After the twins, Yee Hong Shyan, a preternaturally confident 12-year-old, played his own upbeat jazz-inflected composition titled Downtown on the piano. “I want to perform in ChildAid because it’s a good platform to share my passion for music, while also helping disadvantaged kids,” he said.
Other auditionees included a group of seven talented girl cellists aged between seven and 10 playing Camille Saint-Saens’ The Swan, Singapore-born Russian 11-year-old Andrei Slobodyanyuk showing exceptional flair for the violin, and 10-year-old Pragnya Rajagopalan narrating a postmodern story of Frosty the Snowman.

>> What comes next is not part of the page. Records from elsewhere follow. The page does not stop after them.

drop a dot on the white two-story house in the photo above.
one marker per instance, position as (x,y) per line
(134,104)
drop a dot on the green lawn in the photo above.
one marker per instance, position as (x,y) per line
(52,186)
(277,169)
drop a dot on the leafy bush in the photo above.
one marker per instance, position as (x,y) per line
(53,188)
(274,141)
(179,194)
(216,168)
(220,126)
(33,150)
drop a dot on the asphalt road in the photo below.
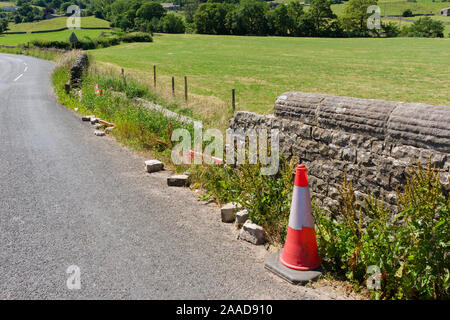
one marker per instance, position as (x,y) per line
(68,197)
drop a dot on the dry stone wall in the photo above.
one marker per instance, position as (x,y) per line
(372,142)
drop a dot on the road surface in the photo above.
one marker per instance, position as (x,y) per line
(69,198)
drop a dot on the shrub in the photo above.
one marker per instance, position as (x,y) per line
(172,24)
(410,247)
(268,198)
(52,44)
(88,43)
(136,37)
(407,13)
(390,29)
(426,27)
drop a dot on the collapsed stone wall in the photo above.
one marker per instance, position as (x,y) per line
(372,142)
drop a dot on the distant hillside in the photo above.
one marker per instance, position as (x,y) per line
(57,23)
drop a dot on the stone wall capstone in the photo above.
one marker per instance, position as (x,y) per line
(371,142)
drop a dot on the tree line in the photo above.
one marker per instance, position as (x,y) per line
(236,17)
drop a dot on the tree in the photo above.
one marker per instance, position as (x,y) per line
(190,8)
(318,17)
(172,24)
(285,19)
(426,27)
(64,7)
(150,10)
(210,18)
(354,18)
(248,18)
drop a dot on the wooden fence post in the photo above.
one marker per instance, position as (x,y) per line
(185,88)
(233,99)
(123,77)
(173,86)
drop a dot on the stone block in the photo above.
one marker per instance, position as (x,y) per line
(178,180)
(228,212)
(241,217)
(99,133)
(153,165)
(252,233)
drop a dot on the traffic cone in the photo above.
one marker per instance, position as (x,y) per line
(300,248)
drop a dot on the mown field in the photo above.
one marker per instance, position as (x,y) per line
(57,23)
(392,7)
(6,4)
(16,39)
(261,68)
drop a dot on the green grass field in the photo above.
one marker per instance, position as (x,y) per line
(403,23)
(261,68)
(57,23)
(6,4)
(390,7)
(16,39)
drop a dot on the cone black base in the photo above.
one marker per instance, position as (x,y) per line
(292,276)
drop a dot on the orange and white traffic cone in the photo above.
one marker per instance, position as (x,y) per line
(299,261)
(300,248)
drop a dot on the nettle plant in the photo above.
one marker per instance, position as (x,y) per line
(409,246)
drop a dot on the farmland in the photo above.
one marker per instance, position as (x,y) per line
(15,39)
(57,23)
(261,68)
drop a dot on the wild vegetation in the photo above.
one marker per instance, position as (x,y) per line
(409,246)
(262,68)
(135,126)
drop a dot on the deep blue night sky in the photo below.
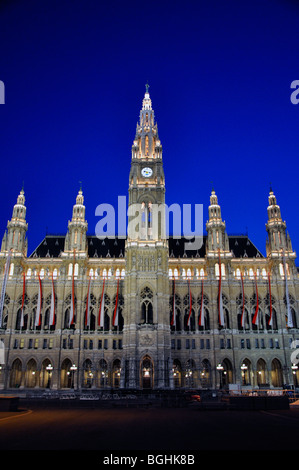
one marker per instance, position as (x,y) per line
(219,75)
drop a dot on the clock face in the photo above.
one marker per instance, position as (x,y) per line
(146,172)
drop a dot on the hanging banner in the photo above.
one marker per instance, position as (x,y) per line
(6,271)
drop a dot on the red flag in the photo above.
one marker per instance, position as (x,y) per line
(23,299)
(52,310)
(190,305)
(39,304)
(201,320)
(243,300)
(270,300)
(220,304)
(173,319)
(115,315)
(87,317)
(101,309)
(255,317)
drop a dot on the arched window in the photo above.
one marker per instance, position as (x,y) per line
(146,297)
(103,374)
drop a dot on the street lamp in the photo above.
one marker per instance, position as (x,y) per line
(294,369)
(49,369)
(244,368)
(220,370)
(73,369)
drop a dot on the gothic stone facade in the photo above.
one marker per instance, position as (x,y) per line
(156,343)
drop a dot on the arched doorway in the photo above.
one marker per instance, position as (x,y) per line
(246,372)
(31,375)
(146,373)
(177,373)
(66,378)
(46,374)
(226,374)
(190,374)
(276,373)
(205,374)
(103,374)
(87,374)
(261,373)
(15,379)
(116,369)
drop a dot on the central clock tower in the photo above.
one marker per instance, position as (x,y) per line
(146,336)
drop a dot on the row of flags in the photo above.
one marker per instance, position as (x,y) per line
(255,319)
(37,321)
(102,306)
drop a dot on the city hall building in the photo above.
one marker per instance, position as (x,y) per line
(144,311)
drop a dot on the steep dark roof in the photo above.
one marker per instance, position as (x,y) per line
(53,245)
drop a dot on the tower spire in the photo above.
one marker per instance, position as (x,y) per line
(77,228)
(278,239)
(216,229)
(15,235)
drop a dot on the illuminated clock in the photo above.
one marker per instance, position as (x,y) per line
(146,172)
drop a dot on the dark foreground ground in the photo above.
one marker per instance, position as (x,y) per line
(36,427)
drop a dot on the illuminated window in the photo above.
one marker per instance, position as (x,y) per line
(11,270)
(76,271)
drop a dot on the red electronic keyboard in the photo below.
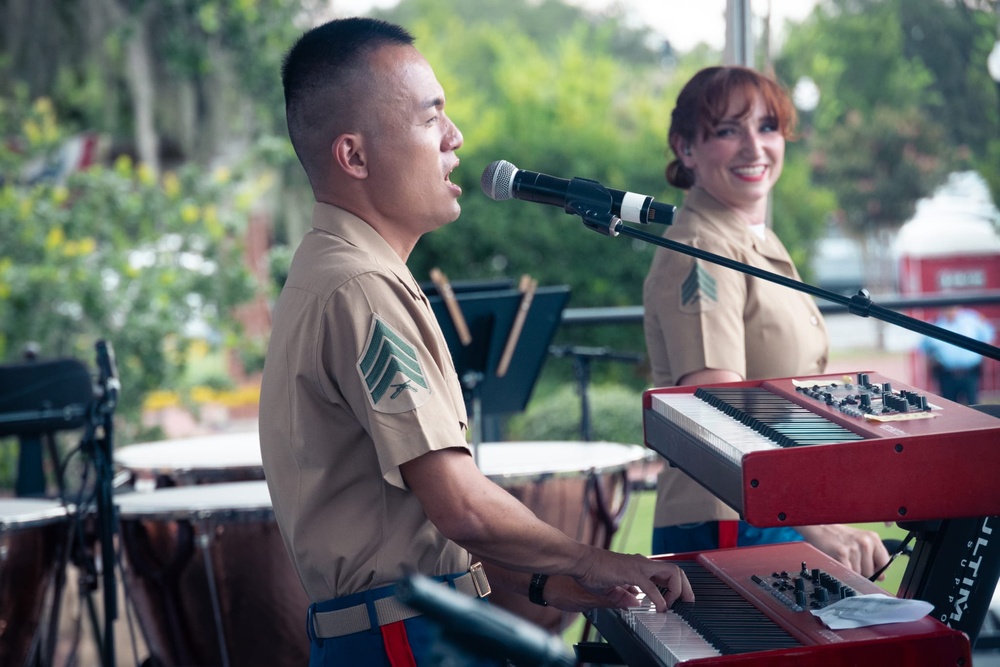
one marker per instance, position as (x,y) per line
(753,606)
(829,449)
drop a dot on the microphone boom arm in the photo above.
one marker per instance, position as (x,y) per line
(859,304)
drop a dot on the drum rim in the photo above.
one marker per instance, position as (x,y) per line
(204,502)
(33,512)
(637,454)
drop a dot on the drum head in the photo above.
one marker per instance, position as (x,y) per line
(25,512)
(223,501)
(228,457)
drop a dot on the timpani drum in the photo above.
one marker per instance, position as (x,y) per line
(33,537)
(209,576)
(581,488)
(211,459)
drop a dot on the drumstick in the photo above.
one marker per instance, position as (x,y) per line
(527,288)
(444,289)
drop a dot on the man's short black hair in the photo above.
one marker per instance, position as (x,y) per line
(317,69)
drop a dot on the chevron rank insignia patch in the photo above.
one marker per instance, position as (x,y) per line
(699,291)
(391,371)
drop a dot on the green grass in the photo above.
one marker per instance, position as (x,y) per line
(635,536)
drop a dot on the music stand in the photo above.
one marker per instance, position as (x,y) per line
(490,317)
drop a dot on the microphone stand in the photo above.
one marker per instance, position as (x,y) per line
(592,202)
(955,564)
(98,443)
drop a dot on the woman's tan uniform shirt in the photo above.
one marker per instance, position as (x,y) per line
(699,315)
(357,380)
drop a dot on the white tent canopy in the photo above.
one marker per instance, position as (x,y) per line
(959,219)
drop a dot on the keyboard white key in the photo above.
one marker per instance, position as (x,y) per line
(667,635)
(711,426)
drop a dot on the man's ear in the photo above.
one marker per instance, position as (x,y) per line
(349,155)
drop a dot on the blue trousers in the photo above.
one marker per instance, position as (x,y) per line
(367,648)
(705,536)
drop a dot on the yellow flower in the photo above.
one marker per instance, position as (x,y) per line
(43,105)
(32,131)
(145,174)
(171,184)
(54,238)
(157,400)
(190,213)
(203,395)
(59,195)
(123,165)
(221,175)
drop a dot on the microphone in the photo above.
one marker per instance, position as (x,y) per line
(502,180)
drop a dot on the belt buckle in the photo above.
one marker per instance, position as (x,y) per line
(479,580)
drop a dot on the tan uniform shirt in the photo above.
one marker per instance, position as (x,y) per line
(357,381)
(699,315)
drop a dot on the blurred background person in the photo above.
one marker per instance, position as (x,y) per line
(708,324)
(958,371)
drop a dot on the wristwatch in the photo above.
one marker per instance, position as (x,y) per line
(536,590)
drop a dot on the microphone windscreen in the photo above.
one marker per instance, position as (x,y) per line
(498,180)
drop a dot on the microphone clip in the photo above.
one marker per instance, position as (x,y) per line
(593,203)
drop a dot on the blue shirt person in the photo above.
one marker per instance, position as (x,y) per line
(957,370)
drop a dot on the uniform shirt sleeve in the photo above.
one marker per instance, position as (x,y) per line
(697,310)
(382,351)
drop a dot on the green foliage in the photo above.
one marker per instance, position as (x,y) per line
(905,98)
(615,410)
(110,253)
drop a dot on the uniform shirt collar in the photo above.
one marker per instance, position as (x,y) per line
(702,202)
(355,231)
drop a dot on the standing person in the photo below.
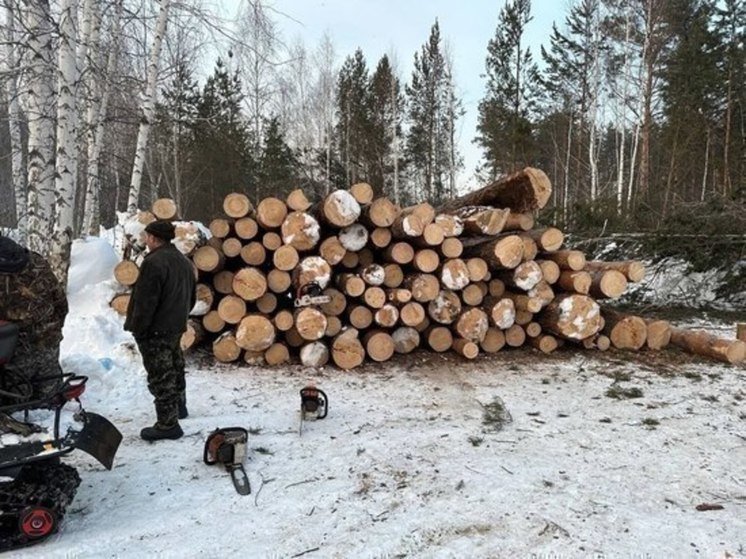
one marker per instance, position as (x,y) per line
(157,315)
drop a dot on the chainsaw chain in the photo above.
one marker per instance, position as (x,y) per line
(49,484)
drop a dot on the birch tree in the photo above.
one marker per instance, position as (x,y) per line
(147,107)
(40,105)
(66,153)
(18,171)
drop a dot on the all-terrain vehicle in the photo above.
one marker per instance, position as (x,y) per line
(35,486)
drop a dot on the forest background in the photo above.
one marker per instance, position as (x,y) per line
(636,109)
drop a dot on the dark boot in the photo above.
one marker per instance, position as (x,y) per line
(183,412)
(157,432)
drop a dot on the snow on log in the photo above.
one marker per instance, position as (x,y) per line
(524,191)
(701,343)
(571,316)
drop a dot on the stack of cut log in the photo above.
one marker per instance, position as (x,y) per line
(473,275)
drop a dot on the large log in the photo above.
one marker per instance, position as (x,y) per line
(571,316)
(164,209)
(332,250)
(254,253)
(339,209)
(212,322)
(424,287)
(232,309)
(271,212)
(382,212)
(379,345)
(624,331)
(353,237)
(362,192)
(237,205)
(347,351)
(246,228)
(505,252)
(315,354)
(445,308)
(607,284)
(300,230)
(701,343)
(310,323)
(452,225)
(524,191)
(501,310)
(205,297)
(312,269)
(126,272)
(659,334)
(297,201)
(494,340)
(634,271)
(480,220)
(406,339)
(276,354)
(249,284)
(454,274)
(225,349)
(472,325)
(255,333)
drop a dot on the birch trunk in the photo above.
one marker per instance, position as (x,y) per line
(40,111)
(66,160)
(18,172)
(95,118)
(148,108)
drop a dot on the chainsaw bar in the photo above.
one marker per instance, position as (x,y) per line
(307,300)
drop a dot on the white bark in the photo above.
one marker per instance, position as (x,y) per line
(147,106)
(18,172)
(66,153)
(40,110)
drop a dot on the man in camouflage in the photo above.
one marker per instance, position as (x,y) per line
(31,297)
(157,315)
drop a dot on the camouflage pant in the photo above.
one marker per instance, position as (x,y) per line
(164,363)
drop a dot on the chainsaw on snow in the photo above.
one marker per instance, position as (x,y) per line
(228,447)
(314,404)
(310,294)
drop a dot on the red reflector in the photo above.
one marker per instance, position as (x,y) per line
(75,391)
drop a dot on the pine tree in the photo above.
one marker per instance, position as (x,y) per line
(354,119)
(277,165)
(386,115)
(504,128)
(430,117)
(222,144)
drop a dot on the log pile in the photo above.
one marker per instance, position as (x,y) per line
(473,276)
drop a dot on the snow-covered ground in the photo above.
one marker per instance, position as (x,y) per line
(409,461)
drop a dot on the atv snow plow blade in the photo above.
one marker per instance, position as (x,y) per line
(99,438)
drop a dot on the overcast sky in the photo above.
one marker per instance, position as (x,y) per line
(381,27)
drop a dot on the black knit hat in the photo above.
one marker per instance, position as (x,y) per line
(162,229)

When the audition concludes this Wednesday, some 70 acts shortlisted from 202 submissions would have performed before a selection panel comprising Sim, music director Eugene Yip, co-producer/director Ross Nasir, as well as representatives from BT, ST, BT BAF and STSPMF.
Yip says: “Almost all of the children have at least a good level of proficiency given their age. There were six- and seven-year-olds holding their own on their instruments; a young electone player churning out his own sophisticated arrangements, and even a young piano maestro showing technique that many pianists take years to achieve. It’s such a humbling experience to see youth earnestly stepping forward for a good cause.”
The concert will be held at Singapore Chinese Cultural Centre on Dec 4.